Lucifer: 3.15 High School Poppycock

Lucifer is back after a two week break and this week's case flings Lucifer and Chloe into the life of high school drama when a popular young adult fiction writer, named Kathleen Pike, is murdered by her own vintage type writer. Pike's novels are about a class of high school students who graduate in 3001, and she had just fought through her writer's block and finished the final instalment before she was murdered.

The case links to the trouble of the main cast in two ways. the first is that Lucifer is himself experiencing somewhat of a 'writer's block' when it comes to figuring out how to kill Pierce (who is noticeably absent from this episode). He latches onto the case after hearing that the one and only manuscript has been stolen, and that Pike explains how she got over her writer's block in the afterword.

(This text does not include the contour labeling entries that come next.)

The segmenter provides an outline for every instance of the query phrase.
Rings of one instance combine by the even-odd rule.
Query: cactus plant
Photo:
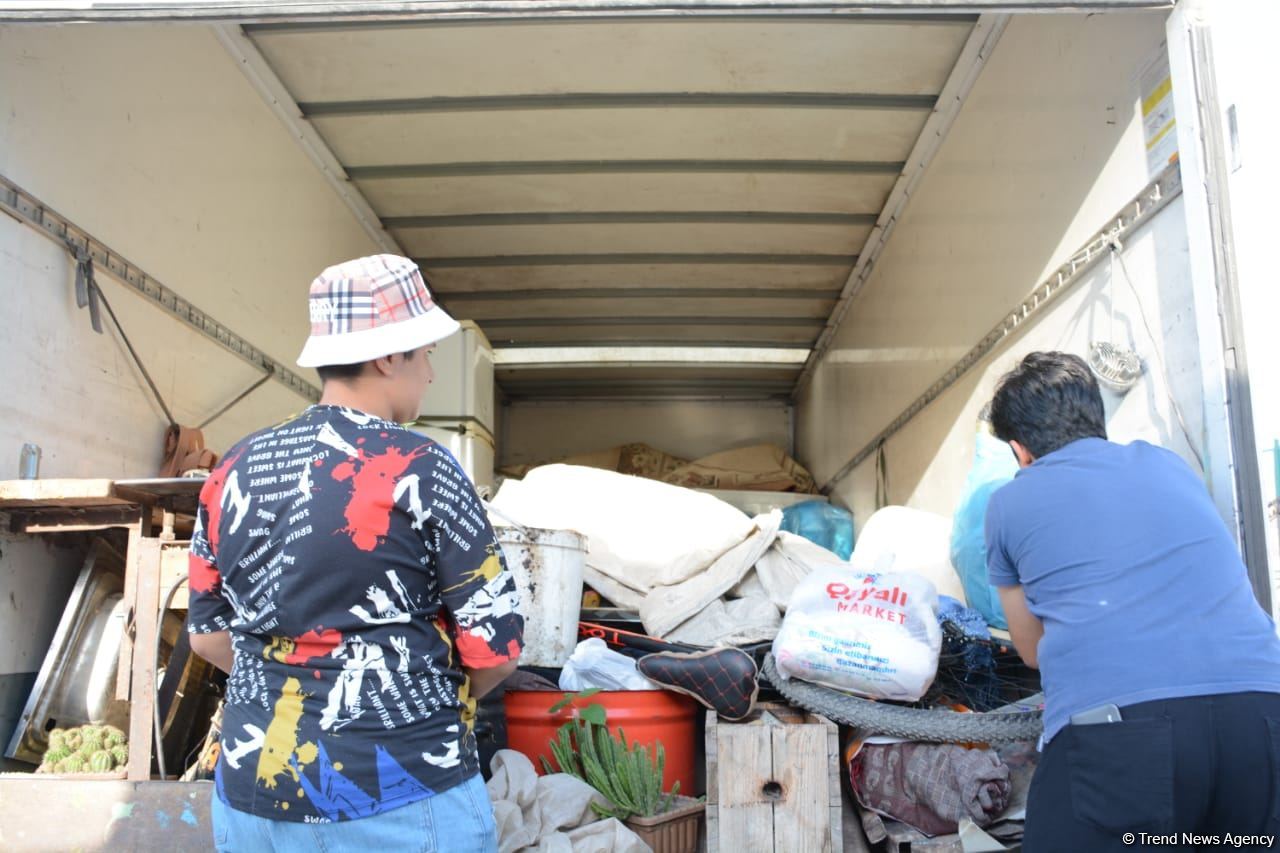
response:
[[[63,758],[70,758],[72,751],[67,747],[50,747],[45,751],[45,757],[41,763],[56,765]]]
[[[662,793],[667,756],[660,743],[654,744],[654,757],[650,760],[649,749],[628,744],[621,727],[614,736],[604,725],[582,717],[566,722],[557,735],[550,748],[561,771],[581,779],[609,800],[608,806],[591,803],[600,817],[625,821],[628,817],[653,817],[671,811],[676,794],[680,793],[680,783],[672,785],[671,793]],[[541,761],[547,772],[554,772],[547,758]]]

Lucifer's lack of empathy for humans and lack of caring for solving cases for the sake of the victim/justice is getting a little tired. While it would be equally unbelievable for him to suddenly be the nicest person on the planet it often feels as if he has progressed very little. Sure on occasion he does some token nice gesture to one of his friends, usually Chloe, but most of the time he is almost exactly the same as he was at the beginning of the series, just as uninterested in the well being of humanity unless it is amusing and/or beneficial to him.

The second way in which the case links to the main cast is through Chloe. As a child actor she didn't get the 'High School Experience' because she was on set and therefore mostly had tutors. At the beginning of the episode Ella tries to convince Chloe to come on a girls night out, but Chloe rebuffs her saying she has too much work to do. But as she reads Pike's series throughout the episode she gets sucked into the teenage drama of it all.

When it is discovered that the books are based on the lives of  people for Pike's fellow high school classmates from the class of 2001, Lucifer and Chloe resolve to go to the class' school reunion which is, conveniently, happening the next evening. At the reunion they split up to talk to the real life counterparts of the main cast of Pike's novels. At this point there is a flip of the usual dynamic of Lucifer dossing off and Chloe doing all the work as Chloe is bashfully enamoured by one of the people she is meant to be getting answers from. Whereas Lucifer is much more aggressive in his interrogation style, at least with the men, the women get his usual flirtatious treatment. This got my eyes rolling out of my head as it reminded me of the ridiculous amounts of queer baiting in this show.

It is eventually established that none of her old class mates have anything to do with Pike's death, and that they are all still wrapped up in their teen drama. leading Lucifer and Chloe to go after the loner who Lucifer was impersonating at the reunion. Turns out, not him either. So, after three false starts, they finally catch the killer, Pike's editor. His motivation, Pike's final book ended with everyone learning to accept each other and getting along, which he claimed would not go down well with fans as it was too boring.

He then also reveals that he burnt the manuscript, this leads to Lucifer loosing his cool, meaning that Chloe has to intervene for the suspects safety. But, of course, all is forgiven later when Lucifer throws Chloe a 'prom' after picking up on something she said earlier in the episode.

As someone who was very recently a young adult reader. this episode was a little uncomfortable to watch  While I can appreciate that teen drama can seem ridiculous with hindsight, it is also cruel to mock it. I am not entirely sure it that is was this episode's aim was, but the way Chloe acted during her infatuation with the teenage life portrayed in the books was hardly flattering. Many people are still big fans of various media well into adulthood, and even though that media may not be generally considered 'adult' or 'good' that doesn't mean that being a fan of it is bad or something that should be ridiculed.

Then there is the fact that it is Lucifer, and not Ella, who benefits from Chloe's brief moment of nostalgia. Even though it is Ella who is always shown to be making an effort for people to be happy and get along, it is Lucifer, who maybe on occasion notices other people's feelings who invariably gets the benefits. It is really getting to the point that I would much prefer the show if Lucifer wasn't the main character; almost everyone else's stories are much more interesting.